I am specifying a NodeInitializationAction for Dataproc as follows:
ClusterConfig clusterConfig = new ClusterConfig();
clusterConfig.setGceClusterConfig(...);
clusterConfig.setMasterConfig(...);
clusterConfig.setWorkerConfig(...);
List<NodeInitializationAction> initActions = new ArrayList<>();
NodeInitializationAction action = new NodeInitializationAction();
action.setExecutableFile("gs://mybucket/myExecutableFile");
initActions.add(action);
clusterConfig.setInitializationActions(initActions);
Then later:
Cluster cluster = new Cluster();
cluster.setProjectId("wide-isotope-147019");
cluster.setConfig(clusterConfig);
cluster.setClusterName("cat");
Then finally, I invoke the dataproc.create operation with the cluster. I can see the cluster being created, but when I ssh into the master machine ("cat-m" in us-central1-f), I see no evidence of the script I specified having been copied over or run.
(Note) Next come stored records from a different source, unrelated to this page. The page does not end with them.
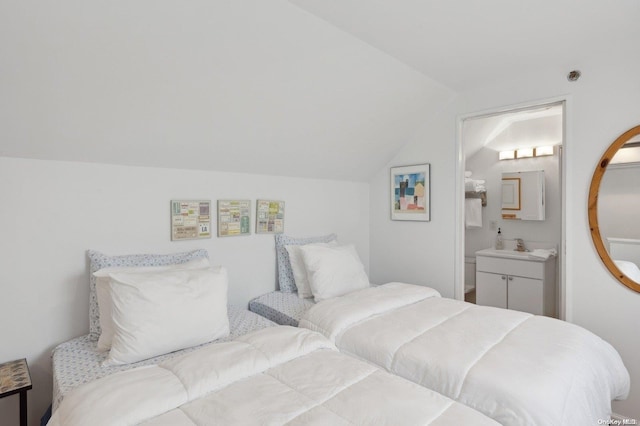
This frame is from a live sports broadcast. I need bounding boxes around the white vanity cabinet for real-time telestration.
[476,249,557,317]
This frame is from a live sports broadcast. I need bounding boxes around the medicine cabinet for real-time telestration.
[502,170,545,220]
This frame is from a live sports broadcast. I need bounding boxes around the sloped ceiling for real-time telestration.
[290,0,640,92]
[0,0,452,181]
[0,0,640,181]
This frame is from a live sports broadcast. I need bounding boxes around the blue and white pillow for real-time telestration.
[87,249,209,340]
[275,234,338,293]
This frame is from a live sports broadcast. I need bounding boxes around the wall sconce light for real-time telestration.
[498,146,553,160]
[498,151,516,160]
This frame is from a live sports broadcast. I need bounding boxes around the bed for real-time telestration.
[300,283,630,425]
[262,236,630,425]
[49,326,497,426]
[48,250,497,426]
[52,305,277,412]
[249,291,315,327]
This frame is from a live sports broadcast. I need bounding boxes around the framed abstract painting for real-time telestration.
[391,164,431,222]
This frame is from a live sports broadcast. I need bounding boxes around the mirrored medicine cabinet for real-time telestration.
[502,170,545,220]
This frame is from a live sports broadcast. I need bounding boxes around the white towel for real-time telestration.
[464,178,487,192]
[464,198,482,228]
[529,249,558,259]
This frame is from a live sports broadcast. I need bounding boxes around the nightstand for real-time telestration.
[0,359,32,426]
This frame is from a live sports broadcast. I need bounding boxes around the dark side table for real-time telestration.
[0,359,32,426]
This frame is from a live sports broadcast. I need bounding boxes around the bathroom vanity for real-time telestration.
[476,248,557,317]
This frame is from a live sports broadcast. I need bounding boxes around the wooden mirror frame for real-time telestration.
[588,126,640,293]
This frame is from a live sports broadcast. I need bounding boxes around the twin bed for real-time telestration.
[49,240,629,426]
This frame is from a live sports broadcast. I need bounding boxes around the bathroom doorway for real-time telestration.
[456,99,566,318]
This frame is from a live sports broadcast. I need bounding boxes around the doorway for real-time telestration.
[455,99,566,319]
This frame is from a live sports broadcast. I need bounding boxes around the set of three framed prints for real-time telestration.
[171,164,431,241]
[171,200,284,241]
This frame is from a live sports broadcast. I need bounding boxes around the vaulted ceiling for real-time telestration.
[0,0,640,181]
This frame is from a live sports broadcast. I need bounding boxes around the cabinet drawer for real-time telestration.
[476,256,544,279]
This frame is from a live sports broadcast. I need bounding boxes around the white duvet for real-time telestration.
[49,326,497,426]
[299,283,629,426]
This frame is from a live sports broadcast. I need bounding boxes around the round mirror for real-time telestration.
[589,126,640,292]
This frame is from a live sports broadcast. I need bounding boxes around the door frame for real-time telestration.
[454,95,575,321]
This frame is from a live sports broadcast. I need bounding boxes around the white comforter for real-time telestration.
[49,326,497,426]
[300,283,629,425]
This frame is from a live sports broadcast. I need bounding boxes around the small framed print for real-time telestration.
[391,164,431,222]
[171,200,211,241]
[218,200,251,237]
[256,200,284,234]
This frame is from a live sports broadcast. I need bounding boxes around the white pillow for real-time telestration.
[284,241,338,299]
[93,257,211,352]
[300,245,369,302]
[105,267,229,365]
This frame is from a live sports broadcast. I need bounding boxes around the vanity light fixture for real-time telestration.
[498,146,553,160]
[535,146,553,157]
[498,151,516,160]
[516,148,534,158]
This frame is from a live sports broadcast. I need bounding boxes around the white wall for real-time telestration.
[370,64,640,419]
[465,148,562,256]
[0,157,369,425]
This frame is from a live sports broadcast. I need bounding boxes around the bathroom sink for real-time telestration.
[476,248,545,262]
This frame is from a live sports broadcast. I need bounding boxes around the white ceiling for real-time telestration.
[462,104,563,160]
[290,0,640,92]
[0,0,640,181]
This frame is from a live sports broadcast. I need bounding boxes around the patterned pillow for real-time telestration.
[87,249,209,340]
[275,234,338,293]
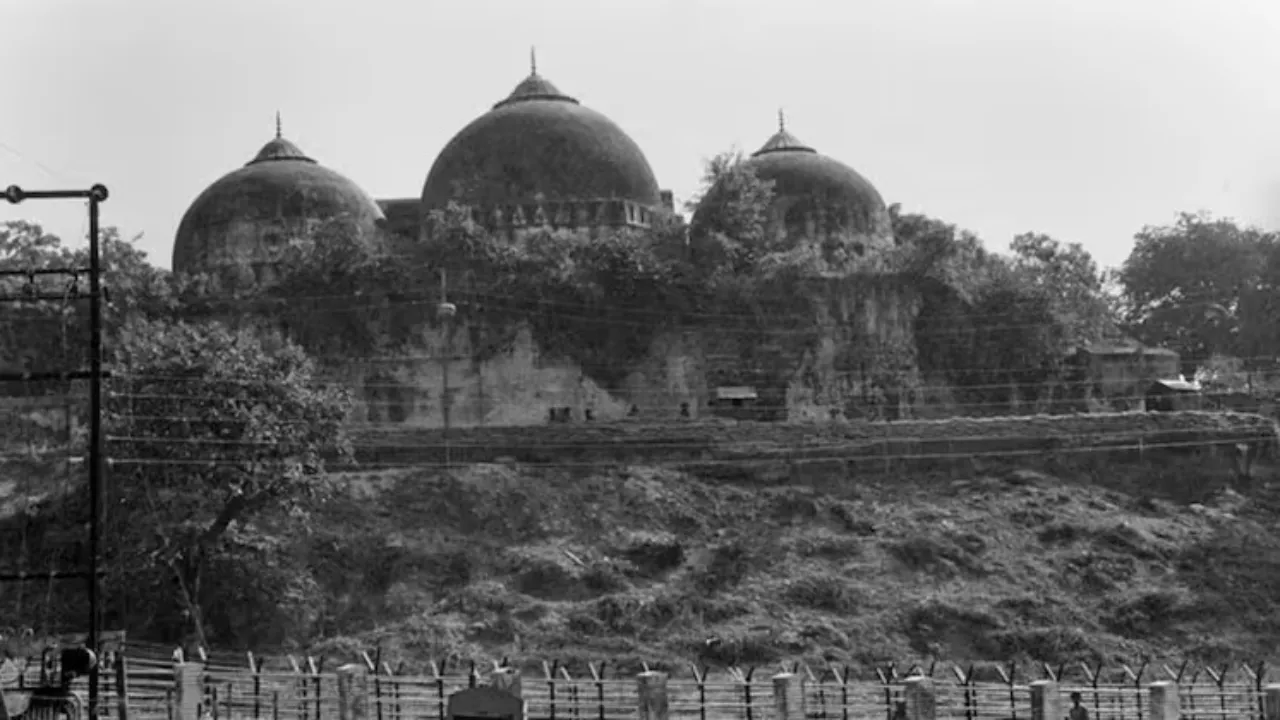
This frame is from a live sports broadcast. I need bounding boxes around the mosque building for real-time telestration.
[173,56,902,424]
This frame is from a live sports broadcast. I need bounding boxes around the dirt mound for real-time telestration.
[294,460,1280,665]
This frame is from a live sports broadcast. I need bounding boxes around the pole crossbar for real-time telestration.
[3,184,108,720]
[0,292,100,302]
[0,268,90,278]
[0,570,106,583]
[0,370,111,383]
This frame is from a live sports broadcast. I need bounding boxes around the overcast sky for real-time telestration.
[0,0,1280,266]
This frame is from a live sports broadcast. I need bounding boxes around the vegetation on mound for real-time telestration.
[7,448,1280,669]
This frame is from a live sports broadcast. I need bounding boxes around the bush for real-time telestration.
[783,575,859,607]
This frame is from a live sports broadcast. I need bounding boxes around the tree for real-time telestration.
[106,318,349,644]
[687,150,773,277]
[1009,233,1114,351]
[1119,213,1274,368]
[890,205,1080,409]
So this leads to my questions:
- What should I expect in terms of evidence? (edit: I found the script itself in /etc/google-dataproc/startup-scripts/dataproc-initialization-script-0).
- Where does the script get invoked from? I know it runs as the user root, but beyond that, I am not sure where to find it. I did not find it in the root directory.
- At what point does the Operation returned from the Create call change from "CREATING" to "RUNNING"? Does this happen before or after the script gets invoked, and does it matter if the exit code of the script is non-zero?
Thanks in advance.